L’affaire de la flottille humanitaire pour Gaza provoque une énorme tempête internationale. Après l’interception de centaines de militants pro-palestiniens par Israël, le ministre israélien Itamar Ben Gvir se retrouve au cœur d’une polémique mondiale après la diffusion de vidéos montrant des activistes agenouillés, menottés et humiliés.
L’Italie de Giorgia Meloni réclame désormais des excuses officielles à Israël après le traitement réservé à plusieurs citoyens italiens présents sur les bateaux.
Une immense flottille partie pour Gaza
La “Global Sumud Flotilla” regroupait plusieurs dizaines de bateaux partis de Turquie et d’Europe pour tenter de briser le blocus maritime imposé à Gaza.
À bord :
- des militants,
- des médecins,
- des journalistes,
- et des humanitaires venus de dizaines de pays.
Les organisateurs affirmaient vouloir :
- livrer de l’aide humanitaire,
- dénoncer la situation à Gaza,
- et attirer l’attention internationale sur la crise humanitaire.
Israël intercepte les bateaux
L’armée israélienne a finalement intercepté la flottille en mer avant son arrivée à Gaza. Plus de 400 militants ont été arrêtés puis transférés au port israélien d’Ashdod.
Israël considère cette opération comme une violation du blocus maritime imposé à Gaza depuis des années.
Le gouvernement israélien accuse aussi certains militants de soutenir indirectement le Hamas.
Les vidéos de Ben Gvir choquent le monde
La polémique a explosé après la publication de vidéos par Itamar Ben Gvir.
On y voit :
- des militants menottés,
- agenouillés au sol,
- parfois la tête baissée,
- pendant que le ministre israélien se moque d’eux avec un drapeau israélien à la main.
Dans une vidéo, Ben Gvir lance :
“Bienvenue en Israël, nous sommes les propriétaires.”
Une activiste criant “Free Palestine” est ensuite violemment plaquée au sol devant les caméras.
Des accusations de maltraitance
Plusieurs ONG et avocats dénoncent désormais :
- des humiliations,
- des violences,
- et des conditions de détention dégradantes.

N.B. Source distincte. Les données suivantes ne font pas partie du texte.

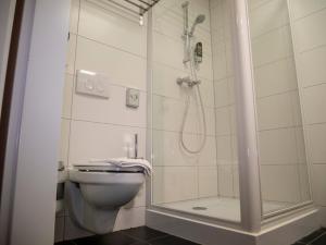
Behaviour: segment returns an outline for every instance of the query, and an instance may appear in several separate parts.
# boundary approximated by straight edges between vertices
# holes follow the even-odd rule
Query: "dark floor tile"
[[[131,245],[138,241],[124,235],[122,232],[113,232],[106,235],[95,235],[78,238],[73,242],[75,242],[76,245]]]
[[[312,245],[326,245],[326,234],[312,242]]]
[[[151,242],[149,242],[151,245],[199,245],[197,243],[192,243],[187,240],[183,240],[176,236],[165,236],[163,238],[156,238]]]
[[[72,241],[63,241],[60,243],[54,243],[54,245],[76,245],[76,244]]]
[[[140,241],[152,241],[168,235],[164,232],[160,232],[147,226],[133,228],[124,230],[122,232],[130,237],[135,237]]]
[[[325,233],[324,229],[319,229],[313,233],[311,233],[308,236],[304,236],[302,240],[300,240],[299,242],[301,243],[311,243],[312,241],[314,241],[316,237],[321,236],[323,233]],[[326,244],[325,244],[326,245]]]
[[[150,245],[150,244],[147,243],[147,242],[136,242],[136,243],[133,243],[130,245]]]

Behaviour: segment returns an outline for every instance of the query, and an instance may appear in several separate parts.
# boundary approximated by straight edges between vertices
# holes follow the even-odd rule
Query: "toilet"
[[[139,192],[145,181],[140,167],[108,163],[76,164],[68,169],[67,207],[76,225],[95,234],[113,230],[117,212]]]

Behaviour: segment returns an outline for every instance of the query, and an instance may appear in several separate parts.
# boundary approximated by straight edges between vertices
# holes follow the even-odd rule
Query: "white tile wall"
[[[184,32],[181,2],[161,1],[153,11],[153,200],[155,204],[217,195],[215,142],[215,101],[212,66],[210,9],[208,0],[189,1],[189,23],[198,14],[206,20],[198,26],[196,41],[203,42],[203,63],[198,76],[206,120],[206,143],[197,155],[187,154],[180,146],[180,127],[187,95],[190,109],[184,139],[190,149],[203,139],[203,122],[196,88],[180,88],[178,77],[189,75],[183,64]]]
[[[326,224],[326,2],[289,1],[314,201]]]
[[[146,34],[137,21],[101,9],[85,0],[73,0],[67,45],[66,83],[62,110],[60,160],[87,163],[92,158],[127,157],[139,135],[139,156],[146,156]],[[76,70],[105,76],[109,99],[75,93]],[[138,109],[125,106],[126,88],[140,89]],[[114,231],[145,224],[146,186],[123,207]],[[68,217],[57,219],[57,242],[90,235]]]
[[[296,204],[310,199],[310,193],[288,4],[249,4],[262,196]]]
[[[220,196],[239,196],[238,152],[235,118],[234,44],[231,1],[211,1],[217,191]]]

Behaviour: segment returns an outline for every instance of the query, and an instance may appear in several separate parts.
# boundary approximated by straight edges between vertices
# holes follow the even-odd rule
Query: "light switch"
[[[79,70],[77,71],[76,93],[109,99],[109,85],[104,76]]]
[[[139,107],[139,90],[135,88],[127,88],[126,93],[126,106],[131,108]]]

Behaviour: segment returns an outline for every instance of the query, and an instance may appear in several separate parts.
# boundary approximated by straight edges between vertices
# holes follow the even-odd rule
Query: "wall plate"
[[[110,97],[108,81],[95,72],[84,70],[77,71],[76,93],[103,99]]]

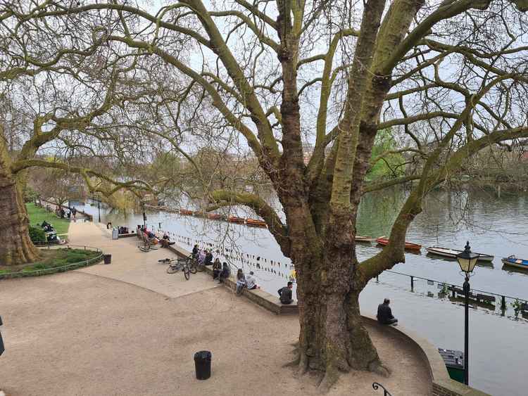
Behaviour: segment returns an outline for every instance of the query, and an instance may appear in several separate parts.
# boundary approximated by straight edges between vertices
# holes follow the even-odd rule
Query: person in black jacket
[[[198,258],[198,245],[194,245],[194,247],[192,248],[192,258]]]
[[[294,288],[294,283],[288,282],[288,286],[278,290],[281,304],[291,304],[294,300],[291,298],[291,289]]]
[[[392,316],[392,310],[389,305],[391,300],[386,298],[383,300],[383,304],[377,306],[377,321],[381,324],[395,324],[398,323],[398,319]]]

L’ONG israélienne Adalah affirme notamment que certains militants :
- auraient été attachés pendant plusieurs heures,
- forcés à rester agenouillés,
- et filmés dans des positions humiliantes.
D’autres témoignages évoquent :
- des coups,
- des privations de sommeil,
- et des insultes.
Ben Gvir assume totalement cette fermeté et affirme être “fier” du traitement réservé aux militants qu’il qualifie de “terroristes”.
Giorgia Meloni réclame des excuses
L’Italie est l’un des pays les plus remontés contre Israël après l’arrestation de plusieurs citoyens italiens présents sur la flottille.
Le gouvernement de Giorgia Meloni juge les images :
- “inacceptables”,
- “humiliantes”,
- et contraires à la dignité humaine.
Rome réclame désormais :
- des explications officielles,
- des excuses,
- et la libération rapide des militants italiens détenus.
Même certains ministres israéliens ont critiqué Ben Gvir en jugeant ses vidéos “disgracieuses” et nuisibles pour l’image d’Israël.
Une crise diplomatique énorme
Cette affaire provoque désormais :
- des tensions diplomatiques,
- des condamnations internationales,
- et une énorme bataille médiatique autour du traitement des militants pro-palestiniens.
La Turquie, l’Irlande et plusieurs ONG internationales dénoncent aussi une interception “illégale” en eaux internationales.
Les 3 choses à retenir
- Israël a intercepté une immense flottille humanitaire en route vers Gaza.
- Des vidéos de Ben Gvir montrant des militants menottés et humiliés provoquent une énorme polémique.
- Giorgia Meloni réclame des excuses officielles après le traitement réservé aux militants italiens.